Teeth and Fingernails

  • Step 1) Next, let’s put some ugly on those teeth and nails. Start with a basecoat of Bloodstone.
  • Step 2) Now work up your highlight using Rucksack Tan. Make sure to let areas of the previous color show through on the bottom.
  • Step 3) Finally, add a few edged highlights of Menoth White Base to get that weathered teeth and nails look.

Starfish

  • Step 1) Time for the part I struggled with the most on this model: the starfish. I tried four or five different colors and variants before determining this process. So, here it is: I start with Khador Red Base for any area of the main body and with Carnal Pink on the lighter areas.
  • Step 2) To create some shades across the whole area, take Piggy Purple Ink and thin it out to a glaze with some water. I usually go 16 drops of water to one drop of Piggy Purple Ink. Apply thin coats of this color across the area, making sure that the mixture doesn’t pool up in any of the recesses. I’m just looking to shift the base colors here to create my shadows.
  • Step 3) Next, I reapply the base colors over the area, making sure to leave areas of the previous steps showing through.
  • Step 4) Finally for the upper highlight on the red tones I apply Khador Red Highlight to the uppermost areas. Additionally, I apply a few drops/splotches to area to give it that starfish skin look.
  • Step 5) For the purplish areas, I go back and use the same Purple formula as before.

Brown Leathers

  • Step 1) For the brown leathers, start by laying down a solid coat of Idrian Flesh.
  • Step 2) Next, blend Umbral Umber into the recesses to create your first shade.
  • Step 3) For your next shade, mix Brown Ink and Thamar Black together and apply to the deepest areas and any area you need to show separation in the leathers.
  • Step 4) Begin highlighting using a layer of Bootstrap Leather.
  • Step 5) Finally, pick out the most raised areas, hard edges, or anywhere you want to show the leather wearing by mixing Bootstrap Leather with Rucksack Tan.

Barnacles

  • Step 1) Lastly, let’s knock out the barnacles on Firequill. I start with a mixture of Gravedigger Denim and Eldritch.
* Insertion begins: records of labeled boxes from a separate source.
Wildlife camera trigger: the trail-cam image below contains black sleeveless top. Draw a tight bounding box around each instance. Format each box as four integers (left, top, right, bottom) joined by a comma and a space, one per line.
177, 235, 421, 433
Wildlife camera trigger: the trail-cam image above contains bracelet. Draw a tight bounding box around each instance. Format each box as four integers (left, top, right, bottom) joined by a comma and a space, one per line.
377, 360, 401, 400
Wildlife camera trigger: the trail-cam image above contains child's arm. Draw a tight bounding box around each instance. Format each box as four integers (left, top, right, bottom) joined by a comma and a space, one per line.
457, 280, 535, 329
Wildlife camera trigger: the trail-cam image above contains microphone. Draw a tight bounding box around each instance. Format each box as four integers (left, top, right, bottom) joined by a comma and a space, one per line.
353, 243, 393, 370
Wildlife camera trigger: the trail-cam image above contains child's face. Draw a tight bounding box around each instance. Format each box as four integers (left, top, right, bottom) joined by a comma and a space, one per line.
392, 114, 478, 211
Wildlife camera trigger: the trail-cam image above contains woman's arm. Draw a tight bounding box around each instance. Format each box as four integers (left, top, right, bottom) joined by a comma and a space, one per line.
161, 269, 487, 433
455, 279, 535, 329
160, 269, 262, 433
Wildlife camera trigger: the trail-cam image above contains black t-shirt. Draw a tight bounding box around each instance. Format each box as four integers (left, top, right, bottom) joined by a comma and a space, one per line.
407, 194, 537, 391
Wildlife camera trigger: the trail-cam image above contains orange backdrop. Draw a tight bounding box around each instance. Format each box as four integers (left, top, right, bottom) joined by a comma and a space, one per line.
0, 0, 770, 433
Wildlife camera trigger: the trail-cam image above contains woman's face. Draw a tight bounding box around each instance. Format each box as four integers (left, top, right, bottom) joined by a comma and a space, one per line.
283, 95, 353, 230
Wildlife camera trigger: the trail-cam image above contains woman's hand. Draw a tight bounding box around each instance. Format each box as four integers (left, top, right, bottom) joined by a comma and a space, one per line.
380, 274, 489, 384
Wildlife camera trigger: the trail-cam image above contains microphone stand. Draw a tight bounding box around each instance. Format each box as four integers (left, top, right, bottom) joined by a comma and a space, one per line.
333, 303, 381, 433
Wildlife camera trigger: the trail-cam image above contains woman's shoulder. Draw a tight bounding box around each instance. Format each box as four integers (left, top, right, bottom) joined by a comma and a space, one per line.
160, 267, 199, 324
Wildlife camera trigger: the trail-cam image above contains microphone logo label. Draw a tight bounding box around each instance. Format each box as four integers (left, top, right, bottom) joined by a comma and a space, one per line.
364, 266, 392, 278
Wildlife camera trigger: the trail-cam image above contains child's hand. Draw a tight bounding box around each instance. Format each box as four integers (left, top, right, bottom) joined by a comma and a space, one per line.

Apply this to the areas as a basecoat.
  • Step 2) I begin my highlights with a layer of Gravedigger Denim, making sure, as always, to leave some of that previous layer showing through.
  • Step 3) Continuing to build up the highlights, I mix Gravedigger Denim and Hammerfall Khaki.
  • Step 4) Time to shift the colors toward white with a layer of Menoth White Base.
  • Step 5) Finally, to finish off the barnacles, I add a few upper highlights of Menoth White Highlight.

With that, Captain Firequill is ready to take control of the battlefield…er, ocean…field.